Malloy compared the kind words to a eulogy.
“Much of the last year has people reading out my obituary before I actually die,” Malloy said.
“I think this is about a message to Massachusetts that Connecticut desires this relationship, this friendship, this camaraderie with respect to rail, that Massachusetts would be far better off if they had additional rail service into and out of
Springfield,” the governor said.
The commuter service, which began in June, connects Springfield and New Haven, with stops in Windsor Locks, Windsor, Hartford, Berlin, Meriden and Wallingford. It’s intended to strengthen economic development on the shoreline, in central Connecticut and western Massachusetts by linking workers to jobs and employers to markets.
Six months into its operation, numbers show that ridership is expected to nearly double, to 584,000 a year from less than 300,000 before the commuter line opened, said John Bernick, assistant rail administrator at the Connecticut Department of Transportation.
The rail service hasn’t been without problems. At the start, bathrooms were unavailable following a complaint that they were not accessible to people with disabilities.
Lawmakers also questioned the decision to lease 16 aging commuter rail cars from Massachusetts to outfit the line.
And at times of high demand, CTrail riders and college students with rail passes have been refused service in favor of those with Amtrak tickets and were instead offered bus service.
Amtrak is violating its agreement by refusing service and needs to add cars to accommodate passenger demand, Malloy said.
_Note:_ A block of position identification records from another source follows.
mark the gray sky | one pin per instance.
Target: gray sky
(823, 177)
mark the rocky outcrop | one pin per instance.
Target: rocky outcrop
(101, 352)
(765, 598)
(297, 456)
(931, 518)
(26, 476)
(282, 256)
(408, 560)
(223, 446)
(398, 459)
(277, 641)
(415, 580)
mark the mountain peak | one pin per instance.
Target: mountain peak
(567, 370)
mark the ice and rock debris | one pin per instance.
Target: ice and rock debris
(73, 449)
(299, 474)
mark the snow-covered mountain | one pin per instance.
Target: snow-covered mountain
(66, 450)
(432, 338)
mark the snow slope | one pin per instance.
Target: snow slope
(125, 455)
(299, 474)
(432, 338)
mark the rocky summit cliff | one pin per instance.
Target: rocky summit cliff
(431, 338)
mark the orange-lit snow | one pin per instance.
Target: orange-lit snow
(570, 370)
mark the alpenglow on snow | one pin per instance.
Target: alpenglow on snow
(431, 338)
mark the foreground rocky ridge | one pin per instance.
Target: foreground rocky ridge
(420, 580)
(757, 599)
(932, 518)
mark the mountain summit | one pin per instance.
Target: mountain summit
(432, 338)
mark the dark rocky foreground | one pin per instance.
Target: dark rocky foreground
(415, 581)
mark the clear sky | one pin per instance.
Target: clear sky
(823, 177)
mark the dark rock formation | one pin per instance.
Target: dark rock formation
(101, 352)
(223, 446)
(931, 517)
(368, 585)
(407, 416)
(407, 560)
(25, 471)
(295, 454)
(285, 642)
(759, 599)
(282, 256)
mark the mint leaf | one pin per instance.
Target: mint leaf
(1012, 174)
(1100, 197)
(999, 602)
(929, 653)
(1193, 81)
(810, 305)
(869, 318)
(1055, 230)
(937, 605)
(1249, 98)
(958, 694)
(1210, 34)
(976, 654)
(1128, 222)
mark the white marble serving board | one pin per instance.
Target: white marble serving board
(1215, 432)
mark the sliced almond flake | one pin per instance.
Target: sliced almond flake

His administration is discussing the problem with Amtrak, and Gov.-elect Ned Lamont is expected to follow up after he takes office, the governor said.
Amtrak did not immedi- ately respond to an email seeking comment.
Neal said public works upgrades across the U.S. are badly needed. President Donald Trump pledged in 2016 to spend $1.5 trillion to improve highways, bridges, airports, sewer and water systems and broadband, Neal said. “We need to begin to tee it up,” he said.
In meetings with administration officials, “they tell me that they are literally on board,” the Massachusetts congressman said. A final number has yet to be determined, but a coalition of organized labor, business and truckers will be enlisted to “talk about how we can put together a first-class transportation system for the country,” Neal said.
Neal now wants faster east-west rail transportation in Massachusetts, and “I’m ever so hopeful that, again, based on much of the example set here by Gov. Malloy, that we can follow that precedent,” he said.
The line was planned for at least 14 years. State officials announced in 2010 during the administration of Gov. M. Jodi Rell that the line would be completed by late 2015. They were premature.
Many other officials, including then-U.S. Sen. Chris Dodd, worked for years to secure the rail funding, and bipartisan efforts resulted in a federal grant of $121 million in 2010, a year before Malloy took office.
Malloy criticized decades-old transportation policy that emphasized cars and highways over rail transportation.
“This is a turnaround strategy for bad public policy that was executed on and, you know, it takes a while to turn it around, but we are doing that,” he said.